The Company may at any time, for the purpose of obtaining the
satisfaction and discharge of this Indenture or for any other purpose, pay, or
by Company Order direct any Paying Agent to pay, to the Trustee all sums held in
trust by the Company or such Paying Agent, such sums to be held by the Trustee
upon the same terms as those upon which such sums were held by the Company or
such Paying Agent; and, upon such payment by any Paying Agent to the Trustee,
such Paying Agent shall be released from all further liability with respect to
such money.
Except as otherwise provided in the form of Securities of any
particular series pursuant to the provisions of this Indenture, any money
deposited with the Trustee or any Paying Agent, or then held by the Company, in
trust for the payment of the principal of (and premium, if any) or interest on
any Security of any series and remaining unclaimed for two years after such
principal (and premium, if any) or interest has become due and payable shall be
paid to the Company on Company Request, or (if then held by the Company) shall
be discharged from such trust; and the Holder of such Security shall thereafter,
as an unsecured general creditor, look only to the Company for payment thereof,
and all liability of the Trustee or such Paying Agent with respect to such trust
money, and all liability of the Company as trustee thereof, shall thereupon
cease; PROVIDED, HOWEVER, that the Trustee or such Paying Agent, before being
required to make any such repayment, may at the expense of the Company cause to
be published once, in an Authorized Newspaper in each Place of Payment or to be
mailed to the Holders, or both, notice that such money remains unclaimed and
that, after a date specified therein,
-75-
which shall not be less than 30 days from the date of such publication or
mailing, any unclaimed balance of such money then remaining will be repaid to
the Company.
SECTION 10.4 ADDITIONAL AMOUNTS.
If the Securities of a series provide for the payment of Additional
Amounts, the Company will pay to the Holder of any Security of any series
Additional Amounts as provided therein.

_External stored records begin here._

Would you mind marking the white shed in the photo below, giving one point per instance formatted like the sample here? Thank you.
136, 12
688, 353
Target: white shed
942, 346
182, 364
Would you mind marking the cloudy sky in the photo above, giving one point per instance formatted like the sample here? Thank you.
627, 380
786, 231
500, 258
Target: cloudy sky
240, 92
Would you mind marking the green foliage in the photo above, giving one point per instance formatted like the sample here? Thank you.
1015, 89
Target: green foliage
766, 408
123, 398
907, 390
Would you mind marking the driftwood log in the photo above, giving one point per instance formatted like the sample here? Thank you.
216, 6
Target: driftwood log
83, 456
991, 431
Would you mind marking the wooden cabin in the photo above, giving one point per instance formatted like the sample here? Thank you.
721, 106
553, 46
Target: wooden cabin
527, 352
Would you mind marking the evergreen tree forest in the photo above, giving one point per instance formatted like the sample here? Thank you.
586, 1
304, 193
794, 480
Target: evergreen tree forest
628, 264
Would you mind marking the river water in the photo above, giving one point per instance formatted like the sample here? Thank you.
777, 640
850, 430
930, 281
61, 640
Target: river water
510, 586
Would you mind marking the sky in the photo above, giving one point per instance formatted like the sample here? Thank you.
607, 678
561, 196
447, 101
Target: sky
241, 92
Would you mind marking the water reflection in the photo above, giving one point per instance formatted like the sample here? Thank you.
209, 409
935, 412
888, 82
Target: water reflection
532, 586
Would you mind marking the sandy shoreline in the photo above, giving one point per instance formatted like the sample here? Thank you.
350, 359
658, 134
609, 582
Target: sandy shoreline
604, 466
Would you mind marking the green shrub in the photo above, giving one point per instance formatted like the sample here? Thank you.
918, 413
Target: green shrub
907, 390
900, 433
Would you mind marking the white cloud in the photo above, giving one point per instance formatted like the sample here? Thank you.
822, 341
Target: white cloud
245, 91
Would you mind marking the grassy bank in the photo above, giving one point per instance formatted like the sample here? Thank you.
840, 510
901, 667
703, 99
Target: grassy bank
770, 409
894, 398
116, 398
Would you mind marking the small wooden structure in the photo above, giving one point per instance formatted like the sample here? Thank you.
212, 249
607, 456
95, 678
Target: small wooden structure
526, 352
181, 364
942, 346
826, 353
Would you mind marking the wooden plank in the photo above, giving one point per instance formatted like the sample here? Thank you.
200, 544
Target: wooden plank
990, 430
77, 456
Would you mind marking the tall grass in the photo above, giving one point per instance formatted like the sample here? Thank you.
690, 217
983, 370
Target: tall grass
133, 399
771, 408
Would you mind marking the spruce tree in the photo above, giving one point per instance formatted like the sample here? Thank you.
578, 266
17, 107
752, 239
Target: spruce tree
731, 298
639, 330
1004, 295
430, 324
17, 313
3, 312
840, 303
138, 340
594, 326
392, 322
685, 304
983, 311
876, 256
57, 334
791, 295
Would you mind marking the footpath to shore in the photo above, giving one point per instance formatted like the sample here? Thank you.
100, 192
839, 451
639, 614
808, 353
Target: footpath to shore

Whenever in this Indenture there is
mentioned, in any context, the payment of the principal of (or premium, if any)
or interest on, or in respect of, any Security of any series or the net proceeds
received on the sale or exchange of any Security of any series, such mention
shall be deemed to include mention of the payment of Additional Amounts provided
for in the terms of such Security and this Section to the extent that, in such
context, Additional Amounts are, were or would be payable in respect thereof
pursuant to the provisions of this Section and express mention of the payment of
Additional Amounts (if applicable) in any provisions hereof shall not be
construed as excluding Additional Amounts in those provisions hereof where such
express mention is not made.
If the Securities of a series provide for the payment of Additional
Amounts, at least 10 days prior to the first Interest Payment Date with respect
to that series of Securities (or if the Securities of that series will not bear
interest prior to Maturity, the first day on which a payment of principal (and
premium, if any) is made, and at least 10 days prior to each date of payment of
principal (and premium, if any) or interest, if there has been any change with
respect to the matters set forth in the below mentioned Officers' Certificate),
the Company will furnish the Trustee and the Company's principal Paying Agent or
Paying Agents, if other than the Trustee, with an Officers' Certificate
instructing the Trustee and such Paying Agent or Paying Agents whether such
payment of principal (and premium, if any) or interest on the Securities of that
series shall be made to Holders of Securities of that series who are United
States Aliens without withholding for or on account of any tax, assessment or
other governmental charge described in the Securities of that series. If any
such withholding shall be required, then such Officers' Certificate shall
specify by country the amount, if any, required to be withheld on such payments
to such Holders of Securities and the Company will pay to the Trustee or such
Paying Agent the Additional Amounts required by the terms of such Security and
the first paragraph of this Section. The Company covenants to indemnify the
Trustee and any Paying Agent for, and to hold them harmless against, any loss,
liability or
-76-
expense reasonably incurred without negligence or bad faith on their part
arising out of or in connection with actions taken or omitted by any of them in
reliance on any Officers' Certificate furnished pursuant to this Section.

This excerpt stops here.